In the study, published online by JAMA Internal Medicine, the researchers analyzed data from a sample of 168,133 Medicare beneficiaries (84% of whom were women with an average age of 80) who experienced a fracture of the hip, shoulder of wrist (the most common type of fragility fractures). The researcher team identified 21 drug classes that have been associated with increased fracture risk. After examining them as a single group, they then subdivided them into three groups: those drugs thought to increase fracture risk by increasing the risk of falls, those that decrease bone density, and those in which the mechanism which caused greater fracture risk was unclear. Medicare Part D retail pharmacy claims were used to measure fills for prescriptions associated with increased fracture risk both before and after the fracture occurred. Among their findings after analysis:
More than three-quarters of the patients in the study were exposed to at least one non-opiate drug associated with an increased fracture risk in the four months before their fracture.

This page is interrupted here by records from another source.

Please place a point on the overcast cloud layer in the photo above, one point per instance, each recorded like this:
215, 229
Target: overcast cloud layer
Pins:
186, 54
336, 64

About 7 percent of patients discontinued these drugs after their fracture but that decrease wasoffset by new users so the total proportion exposed to high risk drugs did not change.
"The use of drugs that can contribute to elevated fracture risk was common among the group we studied," said lead author Jeffrey Munson, MD, MSCE, assistant professor at The Dartmouth Institute. "To add to that, we did not see a consistent reduction in the use of these drugs after the fracture event. So that allows for the strong possibility we may be able to prevent at least some of these secondary fragility fractures through better management of high-risk drugs around the time of the first fracture."